Um dos factores que caracteriza a passagem do Ancien Régime para a República é a separação de poderes dentro do Estado e entre o Estado e a Igreja. Chamemos a esta separação «Estado laico de direito».
A expressão «laico» significa que o Estado deixou de partilhar o poder com a Igreja ou de subordinar-se ao império da Igreja.
A expressão «de direito» significa que nada na sociedade em questão está acima das leis, nem sequer o próprio legislador. Significa também que existe um conjunto de garantias que protegem os indivíduos e as entidades colectivas dessa sociedade.
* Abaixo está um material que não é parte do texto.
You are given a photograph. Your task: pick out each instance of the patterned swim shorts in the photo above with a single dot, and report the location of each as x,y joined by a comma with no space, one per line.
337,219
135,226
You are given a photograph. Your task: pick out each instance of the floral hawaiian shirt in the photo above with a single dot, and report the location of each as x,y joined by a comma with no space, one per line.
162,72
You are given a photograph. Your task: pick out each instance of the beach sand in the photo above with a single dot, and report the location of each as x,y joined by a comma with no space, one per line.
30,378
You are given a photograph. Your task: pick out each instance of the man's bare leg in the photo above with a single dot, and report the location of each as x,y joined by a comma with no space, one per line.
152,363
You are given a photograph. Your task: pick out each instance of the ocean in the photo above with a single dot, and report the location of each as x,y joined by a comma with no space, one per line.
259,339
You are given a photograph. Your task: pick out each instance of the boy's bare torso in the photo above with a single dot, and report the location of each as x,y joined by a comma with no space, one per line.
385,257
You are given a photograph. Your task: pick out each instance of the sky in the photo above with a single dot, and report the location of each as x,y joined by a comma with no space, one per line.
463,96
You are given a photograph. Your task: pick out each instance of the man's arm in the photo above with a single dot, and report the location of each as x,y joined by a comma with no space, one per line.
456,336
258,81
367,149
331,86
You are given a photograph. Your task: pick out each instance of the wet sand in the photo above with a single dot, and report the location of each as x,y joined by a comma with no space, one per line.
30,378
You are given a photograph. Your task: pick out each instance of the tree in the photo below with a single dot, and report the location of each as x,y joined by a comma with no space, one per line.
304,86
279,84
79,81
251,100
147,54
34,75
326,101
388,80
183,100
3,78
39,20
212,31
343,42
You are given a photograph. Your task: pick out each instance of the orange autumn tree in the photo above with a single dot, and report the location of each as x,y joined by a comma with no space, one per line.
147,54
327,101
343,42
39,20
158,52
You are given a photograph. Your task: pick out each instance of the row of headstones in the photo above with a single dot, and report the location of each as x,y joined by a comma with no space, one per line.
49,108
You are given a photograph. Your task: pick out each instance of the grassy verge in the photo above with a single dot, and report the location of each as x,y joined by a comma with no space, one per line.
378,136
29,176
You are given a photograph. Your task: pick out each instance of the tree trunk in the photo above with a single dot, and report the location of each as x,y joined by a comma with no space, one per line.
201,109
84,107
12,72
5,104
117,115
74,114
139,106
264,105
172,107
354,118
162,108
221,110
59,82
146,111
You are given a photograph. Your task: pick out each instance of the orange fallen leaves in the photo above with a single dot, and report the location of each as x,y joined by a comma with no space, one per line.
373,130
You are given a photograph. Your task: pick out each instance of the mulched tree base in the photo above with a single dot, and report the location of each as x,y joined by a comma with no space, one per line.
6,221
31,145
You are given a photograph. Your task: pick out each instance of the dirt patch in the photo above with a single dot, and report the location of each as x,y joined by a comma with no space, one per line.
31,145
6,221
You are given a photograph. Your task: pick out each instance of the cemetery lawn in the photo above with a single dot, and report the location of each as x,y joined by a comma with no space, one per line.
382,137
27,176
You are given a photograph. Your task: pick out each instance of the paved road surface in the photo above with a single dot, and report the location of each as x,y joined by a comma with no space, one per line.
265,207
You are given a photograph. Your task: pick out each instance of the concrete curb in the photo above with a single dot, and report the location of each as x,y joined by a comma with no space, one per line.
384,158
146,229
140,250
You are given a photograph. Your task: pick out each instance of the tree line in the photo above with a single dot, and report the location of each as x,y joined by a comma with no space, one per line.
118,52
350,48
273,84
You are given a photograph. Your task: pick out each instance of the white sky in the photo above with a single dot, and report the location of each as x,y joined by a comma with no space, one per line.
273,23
Face à evolução dos acontecimentos políticos nas últimas 3 décadas, é aconselhável perguntar:
- a separação de poderes continua em vigor?;
- o Estado permanece imune à subjugação ou partilha de poder com alguma forma, clássica ou reinventada, de igreja ou de crença organizada?;
- as garantias individuais e colectivas continuam em vigor?
Se a resposta a
todas as 3 perguntas for afirmativa (todas elas são condições necessárias), podemos concluir que atravessamos apenas um «mau passo», uma fase do «Estado democrático de direito» em que todos os seus vícios e defeitos de nascença se encontram particularmente assanhados. Mas se alguma delas merecer resposta negativa, temos concluir que vivemos um processo de transformação profunda do regime político. Esclareço desde já que a primeira opção (resposta afirmativa às 3 perguntas) é a defendida pela generalidade das correntes de esquerda. Afirmam elas (e com razão, a meu ver) que as contradições internas e a natureza do Estado democrático de direito sempre tiveram aspectos em que a resposta àquelas 3 perguntas é variável; concluem elas (mal, a meu ver) que nada mudou. Assim, por exemplo: a justiça nunca foi rigorosamente igual para ricos e pobres, quanto mais não seja porque os ricos dispõem de melhores meios para se defenderem em tribunal; o aparelho de Estado sempre foi directa ou indirectamente subserviente aos interesses do capital; o Estado afirma-se laico mas atribui subsídios e benesses às igrejas, a umas mais do que a outras; etc.
Não tenho resposta definitiva para estas questões; limito-me a fazer perguntas e apontar algumas vias de reflexão; mas seria desonesto da minha parte não dizer que me inclino para a tese de que a resposta àquelas 3 perguntas é negativa, no todo ou em parte, e que vivemos uma fase de transição de regime.